-----------------------
Files in this package:
-----------------------


get_features.pl:
The main file for feature extraction.

Features:
position, lexical forms and context, phrase information, dependency
information and overlap features. Keywords and patterns are available
by un-commenting related parts in the script.

Input:
Input 1: Sentences with target proteins annotated by <prot> protein name <\prot>.
Input 2: Keyword list. (Used only when testing keyword and pattern features).
Input 3: Output of the Chunklink script (http://ilk.uvt.nl/sabine/chunklink/).
Input 4: Output of the minipar parser.

To get Input 3, first parse Input 1 using Collins' parser and then process it
using the Chunklink script.

To get Input 4, parse Input 1 using the Minipar parser.

Output:
Output 1: The feature file. Each line is a feature vector of a data point.
Output 2: Each line is a mapping between the index of a sentence and indexes of all the data
	  points (in the feature file) extracted from this sentence.
Output 3: Each line shows the start and end indexes of two proteins
	  (corresponds to one data point) in a sentence.

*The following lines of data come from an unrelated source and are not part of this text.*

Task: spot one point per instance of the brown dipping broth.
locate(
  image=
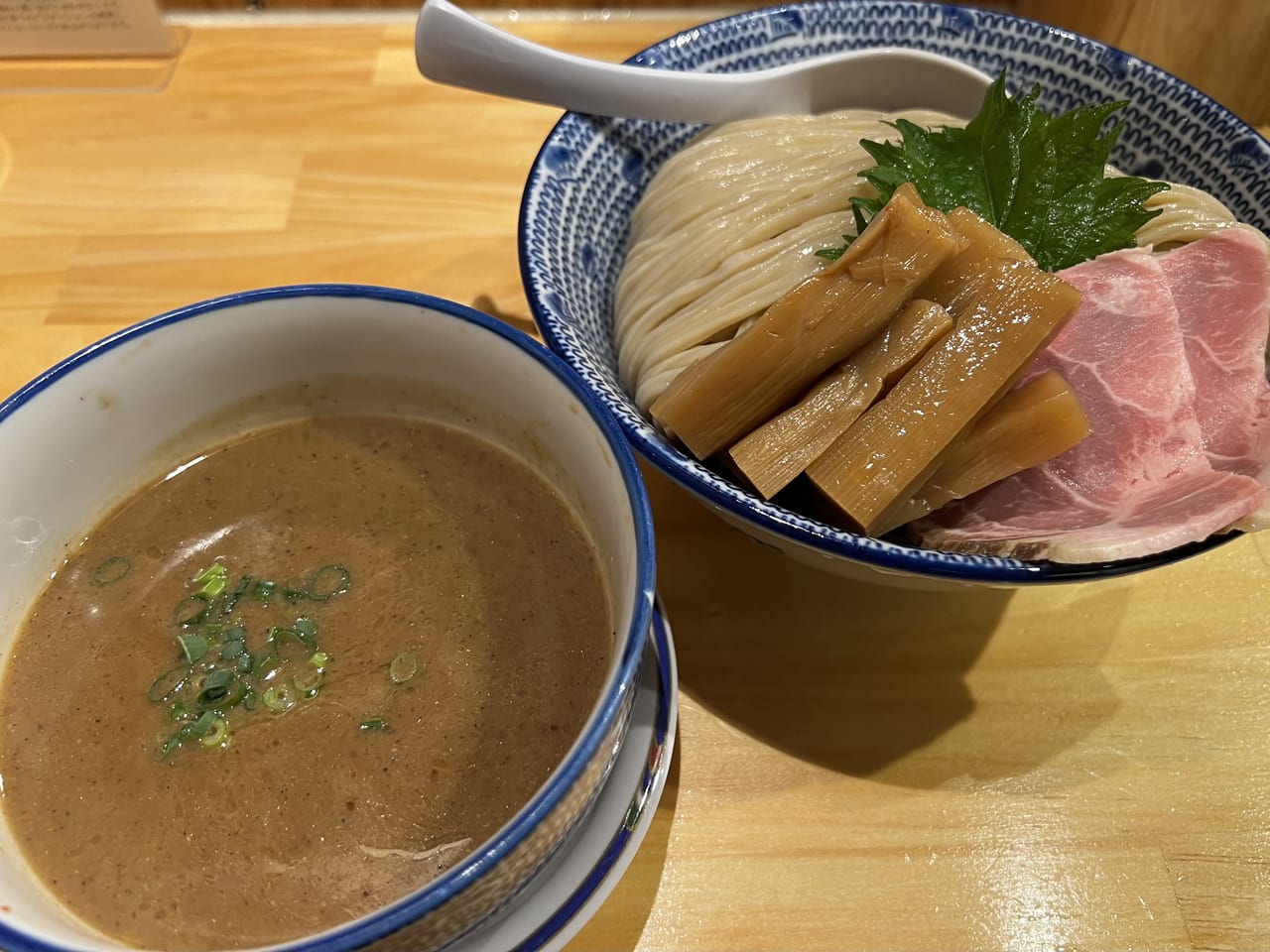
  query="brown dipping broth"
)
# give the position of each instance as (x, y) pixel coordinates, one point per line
(457, 553)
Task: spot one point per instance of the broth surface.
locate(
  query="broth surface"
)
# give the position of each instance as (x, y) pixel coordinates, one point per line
(457, 553)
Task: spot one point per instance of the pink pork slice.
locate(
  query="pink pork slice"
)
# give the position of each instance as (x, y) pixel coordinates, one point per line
(1222, 289)
(1141, 483)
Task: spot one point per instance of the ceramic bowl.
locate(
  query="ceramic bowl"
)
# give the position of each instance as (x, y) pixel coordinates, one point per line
(590, 172)
(96, 426)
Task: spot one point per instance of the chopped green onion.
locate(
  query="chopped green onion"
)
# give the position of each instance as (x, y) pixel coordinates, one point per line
(220, 688)
(218, 735)
(280, 698)
(112, 570)
(212, 579)
(327, 581)
(169, 683)
(193, 647)
(190, 611)
(403, 667)
(239, 590)
(202, 725)
(216, 570)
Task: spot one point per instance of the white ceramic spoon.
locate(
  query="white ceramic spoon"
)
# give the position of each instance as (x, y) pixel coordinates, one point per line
(458, 50)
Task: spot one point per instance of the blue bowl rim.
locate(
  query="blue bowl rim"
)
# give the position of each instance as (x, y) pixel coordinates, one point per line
(820, 537)
(476, 866)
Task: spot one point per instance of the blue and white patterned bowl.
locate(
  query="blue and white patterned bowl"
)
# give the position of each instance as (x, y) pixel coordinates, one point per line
(140, 399)
(590, 173)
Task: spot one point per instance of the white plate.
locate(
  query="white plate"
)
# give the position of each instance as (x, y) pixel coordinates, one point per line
(566, 892)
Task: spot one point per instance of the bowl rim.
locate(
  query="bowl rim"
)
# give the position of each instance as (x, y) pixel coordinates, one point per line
(603, 712)
(721, 493)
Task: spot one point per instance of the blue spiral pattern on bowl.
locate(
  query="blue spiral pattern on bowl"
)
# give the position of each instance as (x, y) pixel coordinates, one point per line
(592, 172)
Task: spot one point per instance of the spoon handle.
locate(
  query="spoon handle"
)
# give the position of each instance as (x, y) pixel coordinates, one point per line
(456, 49)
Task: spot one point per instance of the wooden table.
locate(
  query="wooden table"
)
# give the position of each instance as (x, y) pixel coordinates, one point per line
(857, 769)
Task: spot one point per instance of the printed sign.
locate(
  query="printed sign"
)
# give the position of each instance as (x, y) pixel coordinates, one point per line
(81, 28)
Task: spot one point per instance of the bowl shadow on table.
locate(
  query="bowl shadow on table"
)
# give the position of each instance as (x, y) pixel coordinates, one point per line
(619, 923)
(871, 680)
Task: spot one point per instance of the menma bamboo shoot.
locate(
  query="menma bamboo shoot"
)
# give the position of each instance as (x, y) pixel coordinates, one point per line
(1028, 426)
(888, 454)
(786, 444)
(742, 385)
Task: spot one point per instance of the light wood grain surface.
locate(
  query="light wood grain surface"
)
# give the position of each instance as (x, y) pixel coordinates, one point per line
(857, 769)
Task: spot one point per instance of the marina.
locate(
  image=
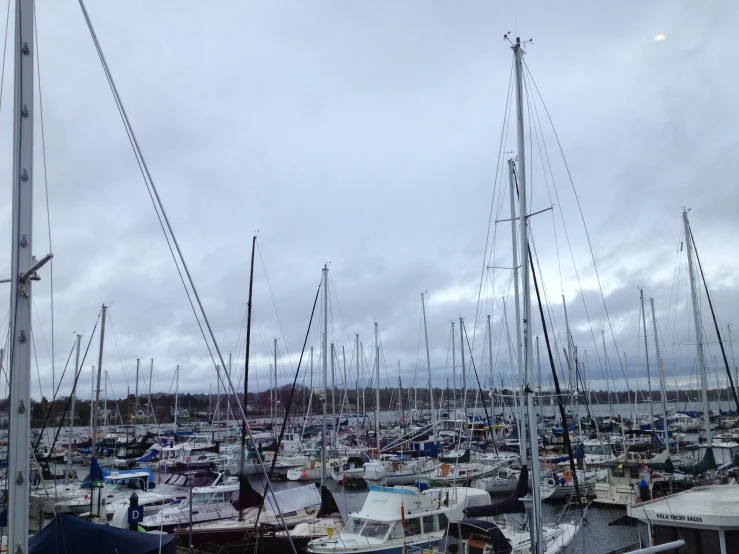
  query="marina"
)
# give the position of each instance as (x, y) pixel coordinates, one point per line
(561, 392)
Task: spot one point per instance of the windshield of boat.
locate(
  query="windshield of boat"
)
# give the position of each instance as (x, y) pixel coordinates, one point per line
(114, 487)
(374, 530)
(595, 449)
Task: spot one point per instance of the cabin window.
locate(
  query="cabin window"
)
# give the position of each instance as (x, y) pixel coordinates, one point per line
(644, 538)
(413, 526)
(375, 530)
(732, 541)
(353, 526)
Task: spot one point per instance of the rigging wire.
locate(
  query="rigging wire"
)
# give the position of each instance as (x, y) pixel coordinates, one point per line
(587, 233)
(492, 202)
(46, 190)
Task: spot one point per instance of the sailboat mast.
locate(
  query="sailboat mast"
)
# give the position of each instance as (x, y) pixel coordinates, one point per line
(356, 347)
(733, 362)
(136, 397)
(246, 362)
(490, 353)
(538, 541)
(698, 331)
(95, 418)
(464, 372)
(454, 374)
(325, 373)
(646, 357)
(274, 397)
(428, 364)
(377, 392)
(333, 395)
(177, 398)
(22, 261)
(71, 413)
(149, 408)
(662, 386)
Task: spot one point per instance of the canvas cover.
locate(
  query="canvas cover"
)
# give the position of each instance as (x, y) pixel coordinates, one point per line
(65, 533)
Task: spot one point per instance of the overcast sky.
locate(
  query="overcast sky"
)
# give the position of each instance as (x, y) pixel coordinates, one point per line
(368, 135)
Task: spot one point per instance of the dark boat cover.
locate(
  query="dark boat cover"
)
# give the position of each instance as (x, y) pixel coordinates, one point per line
(65, 533)
(706, 464)
(511, 505)
(247, 497)
(328, 504)
(463, 459)
(479, 535)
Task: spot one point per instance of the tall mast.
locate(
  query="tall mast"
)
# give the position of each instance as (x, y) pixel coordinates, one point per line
(325, 372)
(274, 399)
(105, 399)
(662, 386)
(517, 294)
(733, 362)
(428, 365)
(490, 353)
(22, 262)
(346, 383)
(519, 409)
(698, 331)
(377, 392)
(608, 376)
(464, 371)
(646, 357)
(333, 394)
(454, 372)
(71, 416)
(149, 407)
(177, 398)
(95, 438)
(356, 347)
(136, 397)
(246, 361)
(537, 539)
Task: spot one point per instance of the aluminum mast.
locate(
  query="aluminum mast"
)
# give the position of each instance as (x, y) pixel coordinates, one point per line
(698, 331)
(538, 540)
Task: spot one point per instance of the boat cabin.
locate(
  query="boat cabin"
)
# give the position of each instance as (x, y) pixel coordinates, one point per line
(706, 518)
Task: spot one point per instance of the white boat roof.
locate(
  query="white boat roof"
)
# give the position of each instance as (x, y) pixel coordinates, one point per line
(711, 506)
(226, 487)
(384, 503)
(128, 475)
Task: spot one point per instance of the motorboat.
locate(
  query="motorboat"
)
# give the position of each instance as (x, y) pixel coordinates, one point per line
(394, 518)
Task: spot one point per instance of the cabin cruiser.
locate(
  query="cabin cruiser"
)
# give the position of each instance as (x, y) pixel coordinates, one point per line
(398, 470)
(703, 519)
(379, 525)
(561, 485)
(117, 486)
(176, 487)
(206, 504)
(294, 506)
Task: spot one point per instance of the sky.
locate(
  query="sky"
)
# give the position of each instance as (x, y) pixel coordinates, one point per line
(373, 137)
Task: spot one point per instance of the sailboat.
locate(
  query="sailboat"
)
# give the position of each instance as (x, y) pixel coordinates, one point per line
(530, 535)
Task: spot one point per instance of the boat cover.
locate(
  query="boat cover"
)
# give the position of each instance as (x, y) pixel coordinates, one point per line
(328, 504)
(511, 505)
(292, 500)
(463, 459)
(65, 533)
(707, 463)
(475, 530)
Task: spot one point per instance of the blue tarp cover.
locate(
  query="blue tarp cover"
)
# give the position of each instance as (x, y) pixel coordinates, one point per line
(65, 533)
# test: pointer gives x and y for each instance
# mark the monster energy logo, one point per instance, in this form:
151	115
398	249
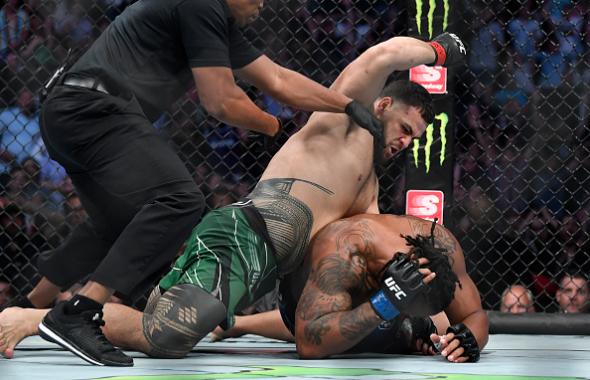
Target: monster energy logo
443	120
430	15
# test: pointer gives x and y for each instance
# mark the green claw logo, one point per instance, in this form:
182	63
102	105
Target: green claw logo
430	15
443	121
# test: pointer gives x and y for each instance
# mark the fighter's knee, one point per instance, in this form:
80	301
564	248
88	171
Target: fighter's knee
182	316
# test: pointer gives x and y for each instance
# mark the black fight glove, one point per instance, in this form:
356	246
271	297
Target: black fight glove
467	340
401	284
365	119
449	50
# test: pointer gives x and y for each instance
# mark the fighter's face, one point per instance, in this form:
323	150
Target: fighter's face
402	124
245	11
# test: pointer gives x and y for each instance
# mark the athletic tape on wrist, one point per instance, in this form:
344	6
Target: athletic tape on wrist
384	308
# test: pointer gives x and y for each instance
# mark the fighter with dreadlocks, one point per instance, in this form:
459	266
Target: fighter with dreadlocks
369	284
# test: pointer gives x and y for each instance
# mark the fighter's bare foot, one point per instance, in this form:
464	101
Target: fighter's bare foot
14	327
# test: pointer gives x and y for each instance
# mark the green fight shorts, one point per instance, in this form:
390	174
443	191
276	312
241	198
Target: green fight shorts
226	257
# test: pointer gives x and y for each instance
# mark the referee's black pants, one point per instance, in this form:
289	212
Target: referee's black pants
141	200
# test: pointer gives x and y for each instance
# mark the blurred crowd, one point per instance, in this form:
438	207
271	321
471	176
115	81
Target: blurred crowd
522	157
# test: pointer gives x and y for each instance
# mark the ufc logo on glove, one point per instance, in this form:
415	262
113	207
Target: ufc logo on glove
394	287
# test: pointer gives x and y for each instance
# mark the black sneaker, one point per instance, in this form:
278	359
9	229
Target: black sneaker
81	334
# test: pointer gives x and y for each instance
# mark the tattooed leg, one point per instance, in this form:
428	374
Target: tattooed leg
183	315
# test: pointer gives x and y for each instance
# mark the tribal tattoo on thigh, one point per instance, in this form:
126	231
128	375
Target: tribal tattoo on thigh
335	285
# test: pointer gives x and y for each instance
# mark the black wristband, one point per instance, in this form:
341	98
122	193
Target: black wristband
467	340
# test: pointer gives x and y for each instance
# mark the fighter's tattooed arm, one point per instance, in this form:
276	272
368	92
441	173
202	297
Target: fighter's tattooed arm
442	237
329	319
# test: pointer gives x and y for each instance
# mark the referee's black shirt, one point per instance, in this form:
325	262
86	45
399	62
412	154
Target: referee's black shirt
150	48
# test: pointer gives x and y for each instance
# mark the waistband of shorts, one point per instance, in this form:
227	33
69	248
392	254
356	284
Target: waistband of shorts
255	220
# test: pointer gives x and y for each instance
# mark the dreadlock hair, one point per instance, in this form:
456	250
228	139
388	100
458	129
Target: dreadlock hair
411	94
442	288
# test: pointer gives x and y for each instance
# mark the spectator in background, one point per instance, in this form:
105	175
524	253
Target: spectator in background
517	299
572	295
14	28
19	127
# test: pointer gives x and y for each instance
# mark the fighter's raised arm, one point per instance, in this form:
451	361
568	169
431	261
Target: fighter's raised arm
468	333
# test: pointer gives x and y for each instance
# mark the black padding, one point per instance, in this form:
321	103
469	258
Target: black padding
539	323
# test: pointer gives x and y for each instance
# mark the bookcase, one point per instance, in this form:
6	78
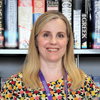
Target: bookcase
11	60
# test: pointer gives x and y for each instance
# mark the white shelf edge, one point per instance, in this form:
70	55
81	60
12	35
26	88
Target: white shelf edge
76	51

dependency.pm, outmostphrase.pm:
work with get_features.pl

noun.list, verb.list:
Used only when testing keyword and pattern features.

Note: Before running "get_features.pl", you need to run the following scripts
      to generate files that are used in "get_features.pl".

get_protein_unigram_list.pl:
Extract protein symbols and unigrams from annotated abstracts (e.g. annotation
from UofT Texas).


get_phraseheadpath_list.pl:
Extract phrase heads and phrase paths from output of
chunklink_2-2-2000_for_conll.pl


get_depend_list.pl:
Extract the dependent word and its part-of-speech tag from output of minipar parser.